The warning follows an observation by the apex bank of the activities of some MFBs, which “have gone beyond the remit of their operating licences by engaging in non-permissible activities especially wholesale banking, foreign exchange transactions and others.”
This latest action comes an earlier one in July banning Bureaux De Change (BDC) operators from official FX sales on the grounds of facilitating graft and corruption in the financial services system.
In a circular issued by the regulator titled: “Cessation of Non-permissible Activities by Microfinance Banks,” the CBN reiterated that “Given the comparatively low capitalization of MFBs, dealing in wholesale and or foreign exchange transactions are a significant risk with dire consequences for financial stability.”
The circular, referenced, FPRD/DIR/PUB/CIR/01/020, and signed by Ibrahim Tukur, of the Financial Policy and Regulatory Department, said given the underlying risk to the stability of the financial system; it became imperative for MFBs to operate strictly with “the extant revised regulatory and supervisory guidelines for microfinance banks in Nigeria 2012.”
MFIs and FX risks
MicroRate and Enterprise Research Institute in one of its reports on how Microfinance Institutions (MFIs) handle FX risk noted that operators face higher risk particularly those in developing countries where financial markets are underdeveloped.
Also, because the sums involved are small, the well-established methods of the international financial markets to deal with this issue are rarely useful.
Given the comparatively low capitalization of MFBs, dealing in wholesale and or foreign exchange transactions are a significant risk with dire consequences for financial stability.
According to the report titled: Foreign Exchange Risk and Microfinance Institutions: A Discussion of the Issues, while the number and popularity of MFIs are growing as they are largely instruments for poverty amelioration, they are still not able to deal with foreign exchange risk.

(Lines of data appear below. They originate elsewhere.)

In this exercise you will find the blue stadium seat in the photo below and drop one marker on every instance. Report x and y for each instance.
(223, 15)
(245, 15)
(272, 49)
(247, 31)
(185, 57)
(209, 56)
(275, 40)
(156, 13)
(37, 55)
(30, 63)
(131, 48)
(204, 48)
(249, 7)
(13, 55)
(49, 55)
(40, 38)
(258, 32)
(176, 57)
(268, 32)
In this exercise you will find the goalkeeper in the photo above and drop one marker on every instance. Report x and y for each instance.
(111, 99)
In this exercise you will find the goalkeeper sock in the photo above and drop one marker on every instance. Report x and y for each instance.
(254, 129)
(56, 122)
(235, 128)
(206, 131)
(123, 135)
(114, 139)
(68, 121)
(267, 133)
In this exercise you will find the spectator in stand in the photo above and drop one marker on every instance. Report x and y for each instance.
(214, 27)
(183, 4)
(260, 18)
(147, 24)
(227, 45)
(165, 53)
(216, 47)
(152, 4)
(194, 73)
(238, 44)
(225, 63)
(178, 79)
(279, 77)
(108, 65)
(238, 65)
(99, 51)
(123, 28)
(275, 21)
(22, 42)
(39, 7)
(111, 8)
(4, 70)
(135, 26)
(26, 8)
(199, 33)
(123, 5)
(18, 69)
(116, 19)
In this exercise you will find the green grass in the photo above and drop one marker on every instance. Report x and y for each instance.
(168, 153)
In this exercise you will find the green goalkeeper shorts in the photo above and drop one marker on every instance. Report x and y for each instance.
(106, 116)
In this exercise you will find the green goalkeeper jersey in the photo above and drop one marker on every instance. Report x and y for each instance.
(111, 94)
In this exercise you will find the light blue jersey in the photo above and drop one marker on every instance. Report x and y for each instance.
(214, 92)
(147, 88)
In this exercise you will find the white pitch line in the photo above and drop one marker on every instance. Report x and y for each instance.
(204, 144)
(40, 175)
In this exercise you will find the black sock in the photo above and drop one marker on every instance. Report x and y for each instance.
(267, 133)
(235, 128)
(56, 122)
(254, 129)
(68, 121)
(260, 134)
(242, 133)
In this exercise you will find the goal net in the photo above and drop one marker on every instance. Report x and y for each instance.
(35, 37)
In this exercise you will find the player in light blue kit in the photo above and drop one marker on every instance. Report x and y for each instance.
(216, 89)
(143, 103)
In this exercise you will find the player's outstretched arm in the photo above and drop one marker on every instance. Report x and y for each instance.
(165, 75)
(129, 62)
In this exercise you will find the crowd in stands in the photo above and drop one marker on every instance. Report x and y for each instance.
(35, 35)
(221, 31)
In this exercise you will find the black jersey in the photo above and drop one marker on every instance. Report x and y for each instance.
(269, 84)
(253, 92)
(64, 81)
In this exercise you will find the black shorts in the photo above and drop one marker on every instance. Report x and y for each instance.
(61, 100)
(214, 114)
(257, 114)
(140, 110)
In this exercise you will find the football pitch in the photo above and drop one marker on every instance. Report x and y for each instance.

“In addition, because of financial market underdevelopment, domestic liquidity in most developing countries is notoriously variable and in many cases, expensive.”
Therefore, the CBN threatened to revoke the licence of any MFB that fails to comply with the regulation, and underscored that:
- MFBs are strictly prohibited from foreign exchange transactions
- MFBs are to primarily focus on providing financial services to retail and/or micro- clients.
- Micro-credit and retail transactions carried out by MFBs were limited to N500,000 per transaction for Tier 2 Unit MFB and N1 million for other categories.
- Micro-credit facilities shall constitute a minimum of 80 per cent of total loans for MFBs.